Near the tip of the Trotternish Peninsula, just a mile and a half south-west of the ruin of Duntulm Castle and a quarter of a mile east of the Skye Museum of Island Life, is one of Scotland's most fascinating - and most beautifully located - graveyards. Kilmuir Graveyard is well visited because of the identity of one person who was laid to rest here. It deserves to be better known for other reasons as well.
One gravestone at Kilmuir literally towers above all the others. This is the tall cross marking the last resting place of Flora MacDonald, the "Preserver of Prince Charles Edward Stuart" complete with an epitaph written by the notable author Samuel Johnson (who, with James Boswell had met Flora in life during their tour of the Highlands). This reads "Her name will be mentioned in history and if courage and fidelity be virtues, mentioned with honour." Seven other members of her family are also buried here.
It is said that Flora's funeral in 1790 was attended by 3,000 mourners, who between them drank 300 gallons of whisky. She was buried in a shroud said to have been made from a bed-sheet in which Bonnie Prince Charlie had slept. The imposing cross that marks her grave today was paid for by public subscription and erected in 1880. We've heard it suggested that this replaced an original mausoleum chipped away over the years by souvenir hunters, but that story has a slight feel of modern myth about it.
Speaking of myths, what we suspect to be another surrounds the magnificent grave marker with a carved effigy of a knight in armour that lies close to the very old chapel/burial enclosure at the far end of the main graveyard. This marks the grave of Angus Martin, or Aonghas na Geoithe ("Angus of the Wind"). Angus is said to have earned his nickname by insisting on going to sea whatever the weather, and he is believed to have married a Danish princess with whom he had seven sons.
So far, so good.

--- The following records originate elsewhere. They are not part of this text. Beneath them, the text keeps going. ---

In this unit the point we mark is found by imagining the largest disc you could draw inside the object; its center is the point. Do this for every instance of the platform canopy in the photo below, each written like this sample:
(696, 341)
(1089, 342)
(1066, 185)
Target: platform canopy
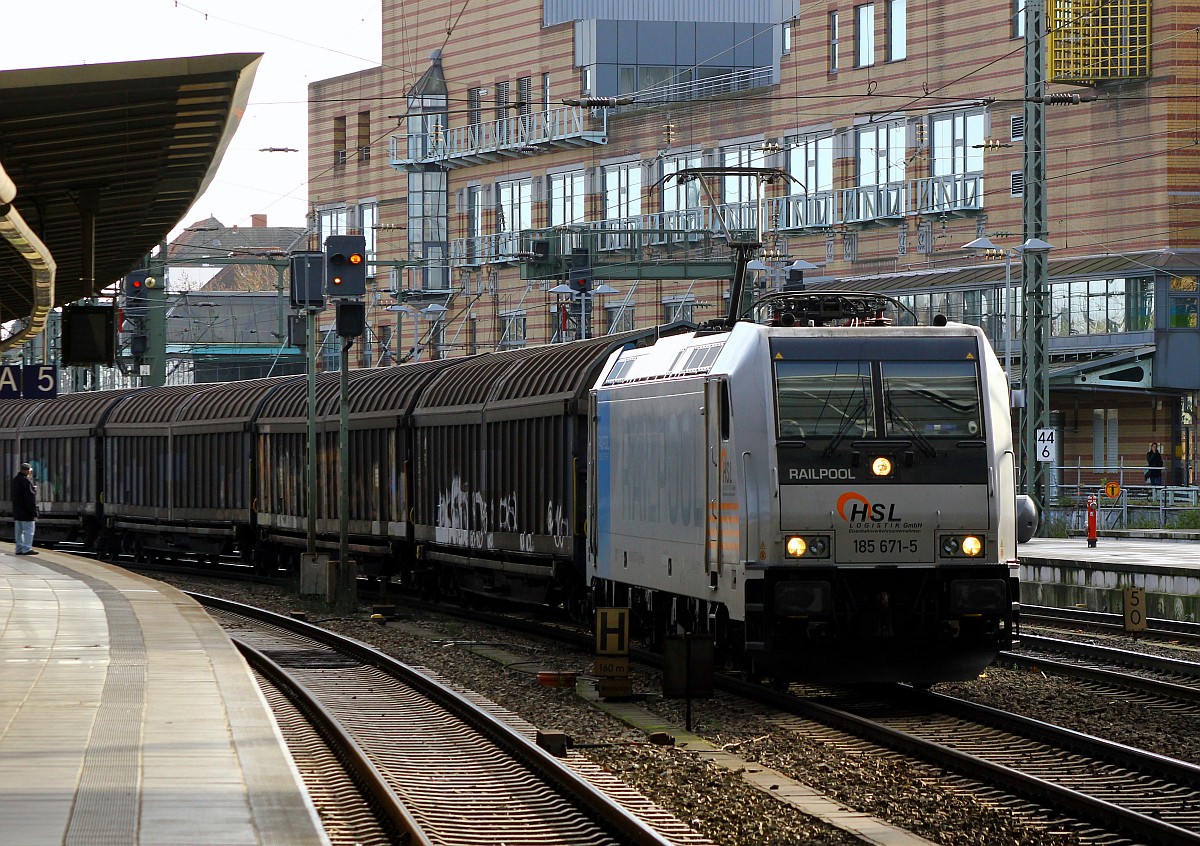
(99, 163)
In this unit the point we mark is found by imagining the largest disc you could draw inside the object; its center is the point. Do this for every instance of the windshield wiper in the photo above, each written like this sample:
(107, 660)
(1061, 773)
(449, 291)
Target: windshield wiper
(906, 425)
(846, 423)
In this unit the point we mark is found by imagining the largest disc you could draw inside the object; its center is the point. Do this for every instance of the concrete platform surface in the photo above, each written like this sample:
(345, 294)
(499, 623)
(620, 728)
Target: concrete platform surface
(127, 718)
(1168, 552)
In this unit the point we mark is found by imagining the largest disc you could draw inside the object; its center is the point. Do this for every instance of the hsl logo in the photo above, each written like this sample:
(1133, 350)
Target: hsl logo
(862, 510)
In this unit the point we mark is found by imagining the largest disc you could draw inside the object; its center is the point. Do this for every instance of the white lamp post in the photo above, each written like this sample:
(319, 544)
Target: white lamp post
(985, 244)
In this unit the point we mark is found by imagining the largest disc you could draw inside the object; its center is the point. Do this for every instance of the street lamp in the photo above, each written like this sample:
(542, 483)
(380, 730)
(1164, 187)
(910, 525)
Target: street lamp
(1033, 367)
(987, 245)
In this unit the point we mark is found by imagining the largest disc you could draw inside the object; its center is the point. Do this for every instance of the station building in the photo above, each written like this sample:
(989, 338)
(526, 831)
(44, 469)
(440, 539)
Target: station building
(501, 148)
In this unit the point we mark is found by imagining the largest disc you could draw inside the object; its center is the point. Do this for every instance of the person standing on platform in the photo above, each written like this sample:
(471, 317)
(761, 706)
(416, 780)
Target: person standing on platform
(24, 510)
(1155, 466)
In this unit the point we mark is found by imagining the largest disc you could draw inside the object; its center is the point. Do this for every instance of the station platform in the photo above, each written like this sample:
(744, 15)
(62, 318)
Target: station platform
(129, 718)
(1066, 573)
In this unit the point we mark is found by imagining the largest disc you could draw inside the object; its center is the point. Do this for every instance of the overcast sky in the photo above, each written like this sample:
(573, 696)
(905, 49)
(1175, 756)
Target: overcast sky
(301, 40)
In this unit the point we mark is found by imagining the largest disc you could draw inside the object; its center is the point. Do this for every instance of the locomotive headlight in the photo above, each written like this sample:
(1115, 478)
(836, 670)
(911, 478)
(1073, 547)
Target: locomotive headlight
(795, 546)
(961, 546)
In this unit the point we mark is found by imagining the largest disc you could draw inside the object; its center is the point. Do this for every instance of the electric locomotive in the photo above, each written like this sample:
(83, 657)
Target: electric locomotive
(829, 495)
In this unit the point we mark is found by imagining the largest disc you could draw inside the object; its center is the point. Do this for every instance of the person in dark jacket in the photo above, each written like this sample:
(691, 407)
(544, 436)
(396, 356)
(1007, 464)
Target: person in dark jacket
(1155, 466)
(24, 510)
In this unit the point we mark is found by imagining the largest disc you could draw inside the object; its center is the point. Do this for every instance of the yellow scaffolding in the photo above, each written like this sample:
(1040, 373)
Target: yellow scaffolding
(1095, 41)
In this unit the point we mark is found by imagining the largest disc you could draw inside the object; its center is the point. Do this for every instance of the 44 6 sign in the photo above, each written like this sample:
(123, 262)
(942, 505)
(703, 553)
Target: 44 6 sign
(1048, 445)
(33, 382)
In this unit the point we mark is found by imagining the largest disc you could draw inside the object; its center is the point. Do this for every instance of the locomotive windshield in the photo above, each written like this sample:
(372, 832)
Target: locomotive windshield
(825, 399)
(916, 400)
(931, 399)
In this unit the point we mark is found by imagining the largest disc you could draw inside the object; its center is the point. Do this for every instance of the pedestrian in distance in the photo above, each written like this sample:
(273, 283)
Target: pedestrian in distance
(1155, 466)
(24, 510)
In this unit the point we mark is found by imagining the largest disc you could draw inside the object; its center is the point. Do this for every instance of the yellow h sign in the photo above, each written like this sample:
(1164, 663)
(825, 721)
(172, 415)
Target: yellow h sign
(612, 631)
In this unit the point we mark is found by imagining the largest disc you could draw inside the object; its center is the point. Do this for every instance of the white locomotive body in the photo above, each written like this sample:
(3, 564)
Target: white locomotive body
(831, 502)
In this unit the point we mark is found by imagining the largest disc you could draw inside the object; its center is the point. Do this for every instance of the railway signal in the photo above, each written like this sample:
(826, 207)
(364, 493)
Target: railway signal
(307, 280)
(137, 285)
(346, 267)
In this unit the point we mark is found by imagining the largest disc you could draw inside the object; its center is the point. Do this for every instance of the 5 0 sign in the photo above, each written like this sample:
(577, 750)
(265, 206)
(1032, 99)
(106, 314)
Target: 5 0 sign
(33, 382)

Where credibility starts to get strained is the point in the story at which Angus is said to have stolen the grave slab you can see over his grave from the island of Iona, where it had previously been used to mark the grave of one of the Scottish kings buried there.

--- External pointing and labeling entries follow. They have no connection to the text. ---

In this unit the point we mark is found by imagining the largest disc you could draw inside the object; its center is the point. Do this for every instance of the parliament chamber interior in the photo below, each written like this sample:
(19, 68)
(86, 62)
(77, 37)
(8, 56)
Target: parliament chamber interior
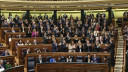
(63, 35)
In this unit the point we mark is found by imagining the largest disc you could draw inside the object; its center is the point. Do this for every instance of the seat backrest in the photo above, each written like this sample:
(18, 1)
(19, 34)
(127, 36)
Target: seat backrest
(79, 58)
(63, 59)
(31, 63)
(48, 58)
(72, 58)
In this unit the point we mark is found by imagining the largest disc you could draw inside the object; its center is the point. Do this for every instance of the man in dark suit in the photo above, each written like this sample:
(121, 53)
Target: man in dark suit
(40, 17)
(92, 38)
(5, 53)
(16, 19)
(54, 46)
(67, 38)
(65, 16)
(125, 13)
(40, 59)
(88, 47)
(111, 49)
(88, 58)
(45, 16)
(27, 52)
(63, 46)
(95, 59)
(106, 38)
(91, 15)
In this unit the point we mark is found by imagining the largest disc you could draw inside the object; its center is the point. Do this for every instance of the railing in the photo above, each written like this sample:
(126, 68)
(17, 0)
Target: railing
(124, 63)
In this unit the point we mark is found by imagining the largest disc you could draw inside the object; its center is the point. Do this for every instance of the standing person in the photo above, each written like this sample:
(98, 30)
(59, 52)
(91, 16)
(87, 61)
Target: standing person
(53, 60)
(8, 65)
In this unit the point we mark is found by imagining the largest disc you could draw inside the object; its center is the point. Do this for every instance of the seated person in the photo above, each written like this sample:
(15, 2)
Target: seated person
(88, 58)
(69, 59)
(7, 65)
(95, 59)
(97, 47)
(67, 38)
(92, 38)
(52, 60)
(59, 59)
(79, 47)
(105, 60)
(38, 51)
(34, 42)
(13, 31)
(1, 45)
(19, 36)
(88, 47)
(20, 42)
(27, 42)
(75, 39)
(40, 59)
(63, 46)
(27, 52)
(106, 38)
(83, 38)
(1, 66)
(71, 47)
(34, 33)
(54, 46)
(45, 38)
(6, 53)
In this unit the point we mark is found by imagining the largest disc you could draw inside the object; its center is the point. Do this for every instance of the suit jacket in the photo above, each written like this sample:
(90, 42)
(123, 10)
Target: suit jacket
(91, 16)
(46, 17)
(86, 59)
(54, 47)
(88, 48)
(3, 54)
(95, 60)
(38, 61)
(78, 49)
(106, 40)
(22, 29)
(25, 52)
(63, 48)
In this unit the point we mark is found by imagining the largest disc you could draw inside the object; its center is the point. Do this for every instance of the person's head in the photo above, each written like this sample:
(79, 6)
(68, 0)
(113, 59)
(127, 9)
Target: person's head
(34, 40)
(53, 57)
(91, 34)
(38, 51)
(7, 62)
(105, 58)
(106, 34)
(59, 58)
(64, 41)
(72, 42)
(61, 35)
(94, 55)
(20, 41)
(40, 56)
(69, 56)
(1, 62)
(88, 55)
(27, 41)
(83, 35)
(28, 49)
(101, 38)
(88, 42)
(97, 42)
(6, 51)
(54, 41)
(111, 40)
(79, 42)
(34, 30)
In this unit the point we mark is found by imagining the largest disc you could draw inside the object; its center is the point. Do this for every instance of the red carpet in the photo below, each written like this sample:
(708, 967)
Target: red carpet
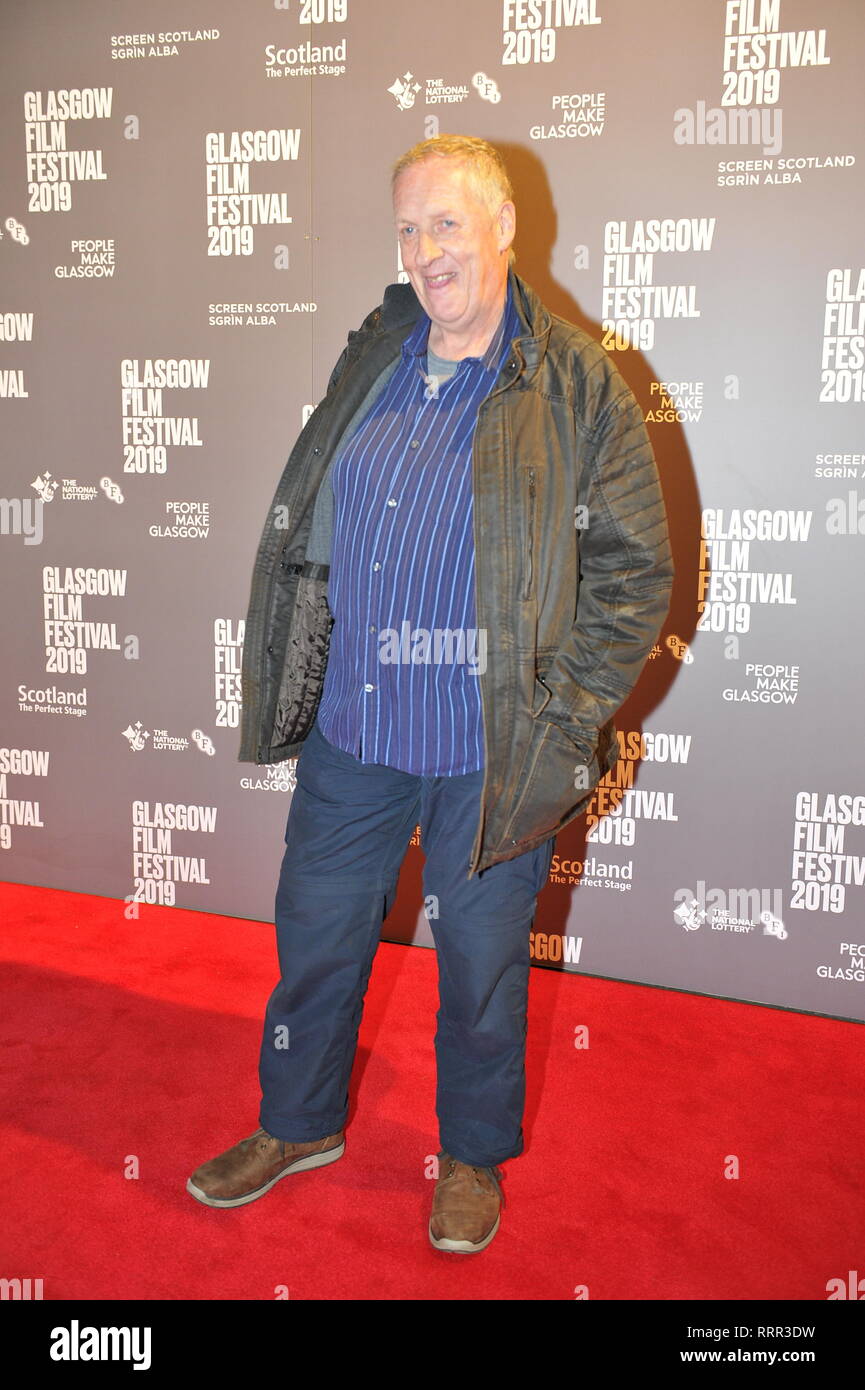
(132, 1045)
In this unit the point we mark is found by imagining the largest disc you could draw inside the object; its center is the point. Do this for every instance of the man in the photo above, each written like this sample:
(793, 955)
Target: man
(462, 576)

Setting aside the reaction of his contemporaries if he had actually done that, the main problem with this story lies in the excellent condition of the grave slab, and the style of the effigy carved on it. Comparison with those on view at the Iona Abbey Infirmary Museum shows two things. The first is that any detail on the grave markers of the early Scottish kings on Iona has long since been weathered away to nothing.
The second is that the effigy carved on Angus's grave marker is precisely the sort of thing you would expect to find on the grave of a clan chief from the late medieval period. The problem with myths is that they are too often a distraction: here the story detracts from the fact that this is a superb grave marker, well worth the trip to Kilmuir for its own sake alone.
Also worth the trip on its own would be the fascinating grave marker of Charles MacArthur, the last hereditary piper to the MacDonalds of Duntulm Castle. The inscription reads: "Here lie the remains of Charles MacKarter whose fame as an honest man and remarkable piper will survive this generation for his manners were easy and regular as his music and the melody of his fingers will"
And there the inscription ends, leaving the bottom 40% of the grave marker blank. It is said that the stone was commissioned by Charles' son, but when the son drowned in the Minch, the mason doing the work concluded he was unlikely to be paid, so simply stopped work at the point he had reached. There is, sadly, no record of what the missing part of the inscription would have said.
Yet another burial competes for attention at Kilmuir. The better preserved of the two stone structures at the east end of the graveyard is a burial enclosure commemorating Dr John MacLean. Opposite the doorway to the enclosure is an inscription in Latin which translates as: "Sacred to the memory of Johannis MacLean who being as distinguished in medicine as he was loved for his high principle pleasant manner and sound judgement died lamented by all on 1 May 1793 aged 85."
And if all of this was not sufficient reason to want to visit Kilmuir Graveyard, it is worth mentioning other items of interest. These include a memorial to fashion designer Alexander McQueen, a severely weathered standing gravestone that looks extremely old, and the head of a very old stone cross, simply lying unremarked in the grass near the memorial to Flora MacDonald.
Flora herself, and the seven other members of her family buried near her, have been given an unsurpassed location, with views that extend across The Minch to Harris and North Uist: though the tip of the nearby Waternish peninsula stops the views reaching round to include Flora's island of birth, South Uist.